The memo, which was intended to be destroyed after it was read, not only indicates that the antitrust case had been fixed but that the fix was a payoff for ITT’s pledge of up to $400,000 for the upcoming Republican convention in San Diego. Confronted with the memo, Mrs. Beard acknowledged its authenticity…. She said she met with Mitchell at the governor’s mansion in Kentucky during a dinner reception given by Republican Gov. Louie Nunn last May after the Kentucky Derby.
39

Waking up on his final day in office, Mitchell likely chuckled at the Anderson column. The account of his Kentucky Derby encounter with Dita Beard was so fanciful as to merit little concern. Alerted to the column’s content the day before it ran, the attorney general’s press secretary, Jack Hushen, had rushed out a press release in which Mitchell summarized his own version of the Derby encounter, then added a final flourish: “With respect to allegations that the president discussed the matter with me, there would be no occasion for him to do so and he did not.”
40

This was, of course, disingenuous at best, a blatant lie at worst: Mitchell and Nixon had indeed discussed the ITT case. Whether Mitchell believed his discussion with the president, in which he persuaded Nixon to reverse his order to Kleindienst to drop the litigation, was divorced from the merits of the case—technically true—was immaterial to the broad denial contained in Mitchell’s statement. As Nixon had told Haldeman:
P. now into ITT case—shldn’t have to be
. Mitchell would have stood on surer ground had he limited his denial to the specifics of Beard’s tale: Nixon had never instructed Mitchell to “lay-off ITT” or “make a reasonable settlement.” But Mitchell had no idea the Oval Office was bugged, and no reason to believe the matter would gain any traction. The next two columns by Anderson and Hume, and the “ripple effect” they caused, quickly disabused Mitchell of that notion.
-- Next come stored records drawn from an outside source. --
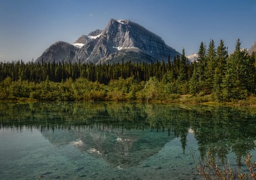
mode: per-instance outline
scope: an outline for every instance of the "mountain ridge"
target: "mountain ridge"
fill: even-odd
[[[71,46],[73,46],[72,47]],[[61,47],[62,49],[61,49]],[[84,63],[150,63],[167,61],[181,55],[165,44],[158,35],[129,20],[110,20],[103,30],[96,29],[83,34],[73,44],[58,41],[46,49],[36,62],[77,62]]]

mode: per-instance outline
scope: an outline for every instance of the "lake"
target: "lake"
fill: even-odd
[[[248,153],[255,159],[255,112],[150,103],[0,103],[0,179],[184,179],[195,171],[192,154],[197,160],[207,151],[235,167]]]

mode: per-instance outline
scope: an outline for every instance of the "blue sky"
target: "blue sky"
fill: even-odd
[[[243,47],[256,41],[255,0],[0,0],[0,61],[36,59],[57,41],[73,43],[103,29],[110,18],[129,19],[186,55],[201,41],[229,52],[239,38]]]

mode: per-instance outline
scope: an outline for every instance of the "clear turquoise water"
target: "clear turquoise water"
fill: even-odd
[[[0,123],[0,179],[183,179],[191,151],[256,155],[255,114],[233,107],[2,103]]]

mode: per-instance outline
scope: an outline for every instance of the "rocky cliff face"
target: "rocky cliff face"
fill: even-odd
[[[78,48],[69,43],[58,41],[45,50],[36,62],[72,62]]]
[[[252,46],[251,46],[250,49],[248,51],[249,55],[252,54],[252,52],[256,52],[256,41],[252,44]]]
[[[121,62],[123,58],[124,61],[150,63],[157,60],[167,61],[168,56],[173,59],[175,56],[180,55],[161,38],[129,20],[111,19],[105,29],[82,35],[72,45],[69,44],[73,47],[65,48],[61,55],[59,53],[62,53],[61,50],[55,50],[57,44],[46,49],[37,61],[42,59],[52,61],[54,57],[55,61],[72,59],[72,62],[80,60],[82,62],[99,64]],[[66,57],[70,52],[72,55]]]

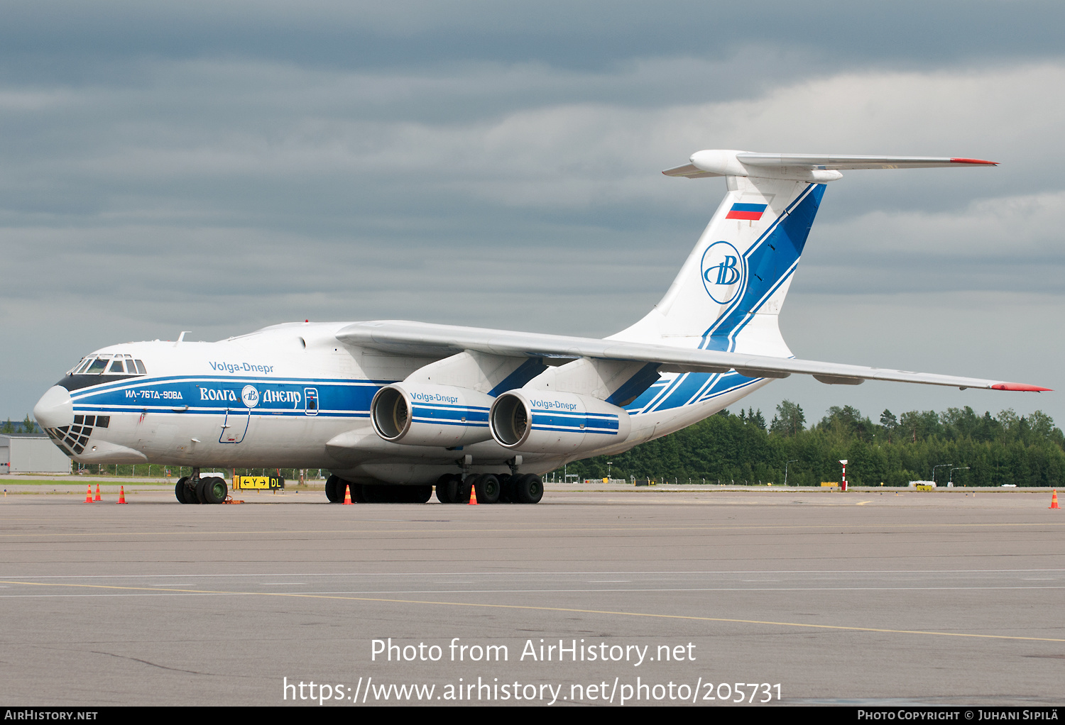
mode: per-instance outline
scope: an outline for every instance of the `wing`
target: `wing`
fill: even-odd
[[[842,365],[816,360],[770,358],[594,337],[570,337],[395,320],[355,323],[338,332],[337,339],[349,345],[393,355],[445,357],[463,350],[475,350],[511,358],[563,360],[593,358],[650,362],[661,365],[659,369],[663,373],[725,373],[734,369],[750,378],[786,378],[796,373],[812,375],[824,383],[843,385],[857,385],[865,380],[890,380],[948,385],[963,390],[966,388],[1031,392],[1050,390],[1017,382]]]

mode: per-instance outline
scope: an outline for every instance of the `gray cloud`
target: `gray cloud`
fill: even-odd
[[[973,376],[1060,356],[1021,334],[1061,306],[1056,3],[571,5],[13,7],[0,320],[32,352],[0,374],[9,414],[89,349],[181,329],[609,334],[717,204],[720,181],[658,174],[706,147],[1002,161],[831,185],[786,335],[805,357]],[[944,311],[956,350],[924,344]],[[1016,334],[985,340],[989,320]],[[861,359],[837,355],[839,328]]]

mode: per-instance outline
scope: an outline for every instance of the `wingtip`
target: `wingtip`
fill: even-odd
[[[1038,385],[1026,385],[1022,382],[1000,382],[992,385],[995,391],[1020,391],[1025,393],[1052,393],[1052,388],[1039,388]]]

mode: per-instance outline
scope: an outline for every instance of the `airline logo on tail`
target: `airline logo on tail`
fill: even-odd
[[[744,219],[747,221],[757,221],[766,213],[767,204],[741,204],[735,203],[725,215],[726,219]]]
[[[701,269],[706,294],[719,304],[733,301],[743,289],[743,258],[727,242],[715,242],[703,252]]]

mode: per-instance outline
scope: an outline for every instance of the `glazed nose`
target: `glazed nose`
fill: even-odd
[[[33,407],[33,417],[42,428],[63,428],[73,424],[73,401],[70,391],[61,385],[48,389]]]

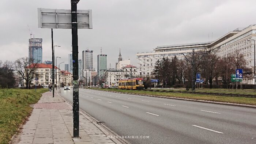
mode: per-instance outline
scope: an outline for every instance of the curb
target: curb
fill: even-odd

“Kleindienst Accused in ITT Case” screamed the headline over Anderson’s column of March 1. It charged the attorney general-designate, still awaiting a full Senate vote, had told “an outright lie” in his letter to Larry O’Brien. “We have now learned that Kleindienst himself held roughly a half-dozen secret meetings on the ITT case with a director of the company before the settlement was reached,” wrote Anderson and Hume. Their implication of Kleindienst was based solely on Hume’s interview with Rohatyn; the leaked ITT memo, after all, hadn’t even mentioned Kleindienst. “Kleindienst’s duplicity is further evidence that the administration has much to hide in the ITT affair,” Anderson thundered, “which looks more suspicious the more we investigate it.”
41

The final installment in Anderson’s troika of ITT columns, published March 3, charged Mitchell and the conglomerate were “trying to lie their way out of a scandal over the suspicious, sudden settlement of a landmark antitrust suit against ITT.” The columnist seized on Hushen’s press release, which featured Mitchell saying he had “no knowledge of anyone from the [Republican National] committee or elsewhere dealing with International Telephone and Telegraph.” “This is false,” Anderson charged.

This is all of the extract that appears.